L’écrivain a l’air de bien connaître notre pays. Ou tout au moins son histoire. L’Algérie était au cœur de son précédent ouvrage. Cette fois, on est bel et bien sur le sol français et un peu sur la terre ferme de la perfide Albion. Le héros, James Maxted, apprend que son père, Sir Henry Maxted, a été retrouvé mort alors qu’il séjournait dans la capitale française. Il se rend immédiatement sur place avec son frère Ashley. Les deux hommes ont peu en commun. Si James considère la disparition de leur père comme étrange, Ashley ne songe qu’à une chose : en finir au plus vite afin de régler la question de la succession. Inutile de préciser qu’il est persuadé d’être l’exécuteur testamentaire des volontés paternelles. Ce qui lui permettrait de disposer comme bon lui semble des terres familiales et ainsi empêcher James de transformer une partie du domaine en terrain d’aviation. Comme si ces engins avaient le moindre avenir.
Mais la mort de Sir Henry dont le dernier poste d’ambassadeur a été Petrograd, va rebattre les cartes.

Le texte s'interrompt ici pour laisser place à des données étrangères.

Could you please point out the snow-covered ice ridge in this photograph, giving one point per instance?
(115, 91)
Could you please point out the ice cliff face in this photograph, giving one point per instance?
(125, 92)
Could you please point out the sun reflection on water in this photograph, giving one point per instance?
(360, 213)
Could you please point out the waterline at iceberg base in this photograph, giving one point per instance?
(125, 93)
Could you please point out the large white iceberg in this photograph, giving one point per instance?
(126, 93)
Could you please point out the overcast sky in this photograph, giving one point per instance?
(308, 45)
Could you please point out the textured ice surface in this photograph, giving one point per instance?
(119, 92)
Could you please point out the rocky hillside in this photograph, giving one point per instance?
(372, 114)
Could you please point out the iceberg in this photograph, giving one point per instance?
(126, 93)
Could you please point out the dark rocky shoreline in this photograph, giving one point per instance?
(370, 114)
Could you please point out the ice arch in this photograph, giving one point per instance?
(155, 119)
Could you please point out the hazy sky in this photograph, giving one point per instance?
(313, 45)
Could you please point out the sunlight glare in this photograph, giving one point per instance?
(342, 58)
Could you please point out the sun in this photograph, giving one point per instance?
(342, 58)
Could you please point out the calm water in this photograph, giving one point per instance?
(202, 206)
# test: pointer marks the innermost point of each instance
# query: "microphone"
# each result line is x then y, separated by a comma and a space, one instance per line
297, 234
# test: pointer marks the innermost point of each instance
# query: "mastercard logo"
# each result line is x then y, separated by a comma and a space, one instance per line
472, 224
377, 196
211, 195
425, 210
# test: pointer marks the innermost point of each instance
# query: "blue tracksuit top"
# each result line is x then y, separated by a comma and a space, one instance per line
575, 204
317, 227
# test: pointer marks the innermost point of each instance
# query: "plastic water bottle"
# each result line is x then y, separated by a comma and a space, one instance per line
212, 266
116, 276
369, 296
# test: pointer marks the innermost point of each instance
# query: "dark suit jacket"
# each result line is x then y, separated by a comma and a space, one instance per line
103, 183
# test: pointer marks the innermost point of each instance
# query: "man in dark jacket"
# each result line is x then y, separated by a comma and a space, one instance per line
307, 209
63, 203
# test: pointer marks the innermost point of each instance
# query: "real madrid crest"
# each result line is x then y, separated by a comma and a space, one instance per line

Pas seulement celles de la famille mais aussi celles d’un Grand Jeu diplomatique que l’ancien pilote anglais James va découvrir à ses risques et périls. Que faisait donc son père à Paris ? Les frères découvrent qu’il avait une maîtresse. Une Française dont il semblait sincèrement épris. Premier choc. Mais surtout qu’il avait l’air de naviguer dans les eaux troubles de l’espionnage. Deuxième choc. Si Ashley ne pense qu’à la réputation de la famille et de leur mère, James veut coûte que coûte découvrir qui a assassiné leur père. Parce que c’est de cela qu’il s’agit, d’un meurtre. Il en est persuadé.

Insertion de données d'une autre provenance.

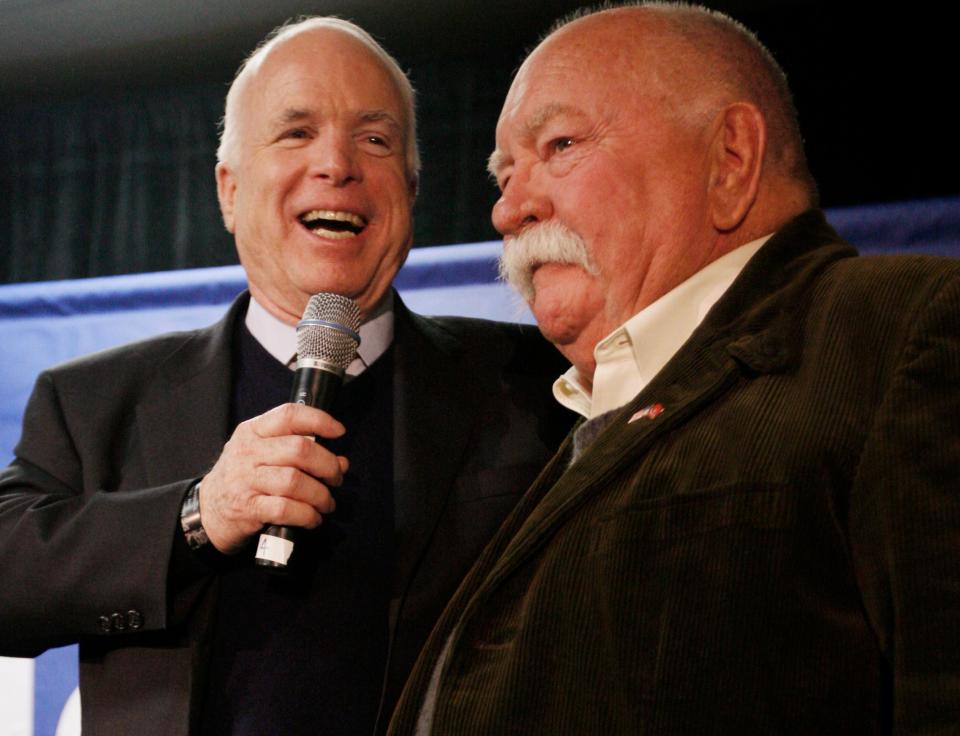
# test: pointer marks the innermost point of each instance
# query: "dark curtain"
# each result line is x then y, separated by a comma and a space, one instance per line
113, 185
124, 183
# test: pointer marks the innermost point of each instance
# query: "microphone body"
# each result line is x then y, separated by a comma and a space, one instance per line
327, 343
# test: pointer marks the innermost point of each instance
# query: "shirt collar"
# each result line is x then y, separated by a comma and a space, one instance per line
280, 339
630, 356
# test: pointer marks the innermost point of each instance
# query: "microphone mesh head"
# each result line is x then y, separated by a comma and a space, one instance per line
336, 340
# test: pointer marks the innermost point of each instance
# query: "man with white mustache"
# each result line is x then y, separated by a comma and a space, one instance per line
144, 474
755, 529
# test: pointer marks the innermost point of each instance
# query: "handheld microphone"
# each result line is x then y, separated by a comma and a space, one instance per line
327, 341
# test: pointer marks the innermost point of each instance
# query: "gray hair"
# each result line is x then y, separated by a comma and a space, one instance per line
729, 60
226, 152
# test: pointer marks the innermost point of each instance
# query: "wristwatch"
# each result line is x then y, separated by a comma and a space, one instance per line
193, 530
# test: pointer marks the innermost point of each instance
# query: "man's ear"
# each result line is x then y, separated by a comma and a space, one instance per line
226, 193
736, 159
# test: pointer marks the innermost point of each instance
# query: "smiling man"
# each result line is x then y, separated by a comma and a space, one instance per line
756, 527
144, 474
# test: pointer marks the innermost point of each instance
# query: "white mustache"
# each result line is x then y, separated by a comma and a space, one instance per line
550, 242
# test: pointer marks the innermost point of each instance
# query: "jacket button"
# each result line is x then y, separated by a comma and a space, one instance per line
118, 622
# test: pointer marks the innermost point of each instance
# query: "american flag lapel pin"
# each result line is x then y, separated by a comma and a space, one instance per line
648, 412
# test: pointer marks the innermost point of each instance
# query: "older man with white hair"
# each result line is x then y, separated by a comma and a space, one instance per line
144, 474
756, 527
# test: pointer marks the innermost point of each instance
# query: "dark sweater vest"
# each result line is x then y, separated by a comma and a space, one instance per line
306, 653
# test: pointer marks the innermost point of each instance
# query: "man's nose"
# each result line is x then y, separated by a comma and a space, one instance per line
522, 203
334, 159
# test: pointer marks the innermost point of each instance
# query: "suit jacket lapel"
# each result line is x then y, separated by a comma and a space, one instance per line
184, 419
432, 422
751, 331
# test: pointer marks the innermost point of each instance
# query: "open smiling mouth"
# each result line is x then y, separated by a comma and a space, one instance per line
333, 225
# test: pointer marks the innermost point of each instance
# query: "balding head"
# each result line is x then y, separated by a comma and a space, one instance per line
657, 139
704, 60
229, 147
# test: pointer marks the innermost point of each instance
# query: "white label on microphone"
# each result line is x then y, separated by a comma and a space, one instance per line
274, 549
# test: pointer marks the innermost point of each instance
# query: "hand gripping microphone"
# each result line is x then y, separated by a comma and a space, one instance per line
327, 343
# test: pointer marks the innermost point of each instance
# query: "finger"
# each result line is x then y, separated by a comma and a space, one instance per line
297, 419
290, 483
285, 511
302, 453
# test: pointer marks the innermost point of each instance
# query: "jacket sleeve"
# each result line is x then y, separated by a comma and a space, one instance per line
905, 519
81, 555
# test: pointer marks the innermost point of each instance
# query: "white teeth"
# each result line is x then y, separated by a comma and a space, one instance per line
332, 234
353, 219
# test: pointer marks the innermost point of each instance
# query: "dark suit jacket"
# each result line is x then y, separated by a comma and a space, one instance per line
90, 547
778, 551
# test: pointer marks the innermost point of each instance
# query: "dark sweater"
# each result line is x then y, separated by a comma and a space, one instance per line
305, 652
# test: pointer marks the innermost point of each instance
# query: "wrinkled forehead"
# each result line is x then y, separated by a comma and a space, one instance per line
324, 64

À l’heure où le personnage de Sherlock Holmes entre à la Pléiade et où les romans d’espionnage du grand maître du genre, Graham Greene, ressortent avec de nouvelles traductions signées Claro, on ne peut que savourer la performance littéraire de Robert Goddard. Dans une veine à l’identique, et dans les coulisses de la grande Histoire, le romancier britannique a créé un personnage d’époque qui aborde la vie et la mort non sans une panache propre aux gentlemen de l’aristocratie anglaise. Il y a du David Stirling chez James Maxted. Une forme de pseudo nonchalance sophistiquée qui cache un véritable courage de héros.

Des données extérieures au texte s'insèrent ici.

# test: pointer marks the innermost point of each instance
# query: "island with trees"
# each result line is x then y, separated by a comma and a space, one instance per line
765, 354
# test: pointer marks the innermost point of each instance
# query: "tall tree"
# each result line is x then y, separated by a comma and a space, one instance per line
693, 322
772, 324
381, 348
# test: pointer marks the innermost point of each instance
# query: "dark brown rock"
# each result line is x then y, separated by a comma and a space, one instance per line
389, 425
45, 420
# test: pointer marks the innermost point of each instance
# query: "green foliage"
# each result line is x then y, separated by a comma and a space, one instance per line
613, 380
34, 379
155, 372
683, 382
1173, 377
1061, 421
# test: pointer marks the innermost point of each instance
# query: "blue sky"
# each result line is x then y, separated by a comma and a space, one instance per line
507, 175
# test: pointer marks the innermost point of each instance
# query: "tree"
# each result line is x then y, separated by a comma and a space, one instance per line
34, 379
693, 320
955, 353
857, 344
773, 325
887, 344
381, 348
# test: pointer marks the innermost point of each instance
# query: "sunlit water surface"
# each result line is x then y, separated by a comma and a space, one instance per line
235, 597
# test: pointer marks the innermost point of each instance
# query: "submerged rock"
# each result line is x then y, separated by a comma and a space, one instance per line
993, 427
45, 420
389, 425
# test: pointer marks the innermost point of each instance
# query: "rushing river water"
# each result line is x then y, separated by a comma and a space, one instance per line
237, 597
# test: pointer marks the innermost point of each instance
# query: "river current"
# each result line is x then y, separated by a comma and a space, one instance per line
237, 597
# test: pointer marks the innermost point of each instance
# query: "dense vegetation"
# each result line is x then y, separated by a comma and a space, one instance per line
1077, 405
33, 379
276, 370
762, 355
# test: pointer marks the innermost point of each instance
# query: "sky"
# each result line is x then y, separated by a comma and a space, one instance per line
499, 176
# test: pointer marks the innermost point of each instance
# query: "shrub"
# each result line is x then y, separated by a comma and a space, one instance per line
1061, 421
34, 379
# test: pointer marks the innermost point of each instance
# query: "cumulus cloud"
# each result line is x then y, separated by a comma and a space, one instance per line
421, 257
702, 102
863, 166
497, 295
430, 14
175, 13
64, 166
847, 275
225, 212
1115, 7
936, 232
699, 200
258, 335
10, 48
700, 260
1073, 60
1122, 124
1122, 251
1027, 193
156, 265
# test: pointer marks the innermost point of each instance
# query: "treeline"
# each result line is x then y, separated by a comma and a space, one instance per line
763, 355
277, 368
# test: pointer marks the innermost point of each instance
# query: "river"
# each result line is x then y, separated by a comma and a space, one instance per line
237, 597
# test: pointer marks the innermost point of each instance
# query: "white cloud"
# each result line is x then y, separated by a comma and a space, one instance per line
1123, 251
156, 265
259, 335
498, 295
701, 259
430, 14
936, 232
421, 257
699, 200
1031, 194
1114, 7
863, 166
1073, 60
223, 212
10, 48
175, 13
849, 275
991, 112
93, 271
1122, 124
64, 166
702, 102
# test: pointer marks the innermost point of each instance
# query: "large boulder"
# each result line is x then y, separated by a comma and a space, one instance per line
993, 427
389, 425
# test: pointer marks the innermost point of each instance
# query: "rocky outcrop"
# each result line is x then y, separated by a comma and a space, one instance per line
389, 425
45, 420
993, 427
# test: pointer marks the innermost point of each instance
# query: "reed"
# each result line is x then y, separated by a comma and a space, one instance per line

Nous voilà entraînés dans une capitale où tous les James Bond de la terre se sont donnés rendez-vous. Les méchants et les gentils. Traduisez ceux qui travaillent du bon côté et les autres. Le roman « Sur les chemins du monde », coïncide avec une période charnière dans l’histoire des services secrets britanniques encore jeunes mais déjà actifs dans les coulisses de la diplomatie britannique. Lord Harding of Penshurst, sous-secrétaire d’État permanent aux Affaires étrangères de Sa Majesté a supervisé la création de cette nouvelle entité en 1909 qui s’occupe de l’espionnage extérieur. Le fondateur du MI 6 s’appelle Mansfield Cumming. C’est le fameux C. Il plane dans tout le roman. Max réalise que derrière son ambassadeur de père se cachait bel et bien un espion et qu’il était l’un des rares à savoir à quoi ressemble le redoutable Fritz Lemmer, homme de l’ombre numéro 1 du Kaiser. « Il est notoirement insaisissable, et se méfie des appareils photos. Il y a vraiment très peu de gens qui savent à quoi il ressemble. Il se trouve que Henry était l’un d’entre eux ». Est-ce lui qui l’aurait tué ? Qui va retrouver l’autre en premier, et Max se rend-il compte que sa vie va changer de trajectoire.
Robert Goddard a planté le décor de son héros naissant. Le rythme est volontairement lent, un peu à l’image de l’époque. On est encore loin de la frénésie d’un Jason Bourne. Entre géopolitique et espionnage, entre les secousses d’un drame familial dans l’aristocratie britannique et les convulsions du monde au lendemain de la Première Guerre mondiale, le roman comme souvent avec son auteur, est une magistrale leçon d’histoire déguisée. Avis aux amateurs.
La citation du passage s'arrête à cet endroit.